Parliament of Moldova
- Citation: Nr. 1024/2000
- Territorial extent: Moldova (including Transnistria)
- Enacted by: Parliament of Moldova
- Enacted: 2 June 2000
- Commenced: 2 June 2000

= Moldovan nationality law =

Moldovan nationality law dates back to June 2, 2000 and has been amended several times, with the latest modifications being made in 2014. It is based on the Constitution of Moldova (articles 17, 18 and 19). It is mainly based on Jus sanguinis.

Dual nationality is allowed, under certain conditions.

Under the law, there are provisions for citizenship to be acquired by:
- Birth
- Recognition
- Adoption
- Recover
- Naturalisation

== Citizenship by birth ==
The Moldovan nationality law outlines several categories of persons who are entitled to citizenship:

In Moldova, up until 2023, followed the principle of unrestricted jus soli, and any person, regardless of their parents' citizenship status would acquire Moldovan nationality upon birth within the territory. However a modification in 2023 provided for a restricted jus soli law, which provides a permanent residency requirement for births on the territory. However, those under international protection are exempt from that permanent residency requirement.

Moldova's jus soli law provides for the international law precedent where foundlings on the territory are entitled to Moldovan nationality, until proven otherwise until attainment of 18 years of age.

A child born to at least one Moldovan parent abroad is also considered a Moldovan citizen by birth.

== Citizenship by recognition ==

You may gain Moldovan citizenship by:

1. Being born in the territory of the Republic of Moldova or by having a parent, or grandparent who was born there
2. Having resided in Bessarabia, in the North Bukovina, Hertsa Region, and the M.A.S.S.R. before 28 June 1940, or by being a descendant of such a prior resident and having lawful and habitual residence in the Republic of Moldova.
3. Having been deported from or having fled the Republic of Moldova since 28 June 1940, or being a descendant of such a deportee or refugee.

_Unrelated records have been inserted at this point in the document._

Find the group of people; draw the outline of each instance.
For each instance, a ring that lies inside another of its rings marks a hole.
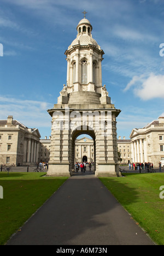
[[[137,170],[138,171],[140,172],[142,170],[145,170],[145,171],[149,171],[151,169],[153,169],[154,165],[153,162],[132,162],[132,164],[129,163],[129,170],[131,170],[131,167],[133,170]]]
[[[78,162],[77,162],[75,164],[75,172],[78,172],[80,168],[81,172],[85,172],[86,171],[86,165],[88,164],[88,167],[89,167],[90,171],[91,171],[92,165],[90,162],[86,163],[85,161]]]
[[[45,162],[36,162],[36,165],[37,165],[37,167],[39,168],[40,170],[48,169],[48,164]]]

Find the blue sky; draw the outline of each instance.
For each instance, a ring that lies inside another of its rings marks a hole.
[[[66,84],[64,53],[84,9],[105,53],[102,84],[121,110],[118,137],[164,115],[163,0],[1,0],[1,119],[50,135],[46,110]]]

== Citizenship by naturalisation ==

Citizenship may be granted to anyone who has reached the age of 18, and who meets one of the following criteria:
1. Has resided in Moldova lawfully and habitually for the last ten years
2. has been married to a citizen of Moldova for at least three years
3. has resided lawfully and habitually for three years with parents or children (including adoptive) who are citizens of Moldova
4. Has resided lawfully and habitually for five years before reaching the age of 18
5. Is a stateless person or recognised refugee, who has been lawfully and habitually for at least 8 years
In addition they must fulfil the following criteria:
1. Knows and observes the provisions of the Moldovan constitution
2. Passed an exam in the national language
3. Possesses legal sources of income

==Dual citizenship==
Moldova permits dual citizenship, for both born and naturalised citizens, however under Moldovan naturalisation law, there exists a category of citizens who may be required to renounce their citizenship. Some countries, however, do not permit multiple citizenship e.g. adults who acquired Moldovan and Japanese citizenship by birth must declare, to the latter's Ministry of Justice, before turning 22, which citizenship they want to keep.

== Controversy ==
On 28 September 2017, a new law allowing individuals to buy their citizenship for a fixed sum took effect. Moldovan pro-Russian president Igor Dodon tried to bring in investments from Russia stating that "The Moldovan passport could allow them to travel in Europe freely." These provisions were repealed by a law that entered into force on September 1, 2020.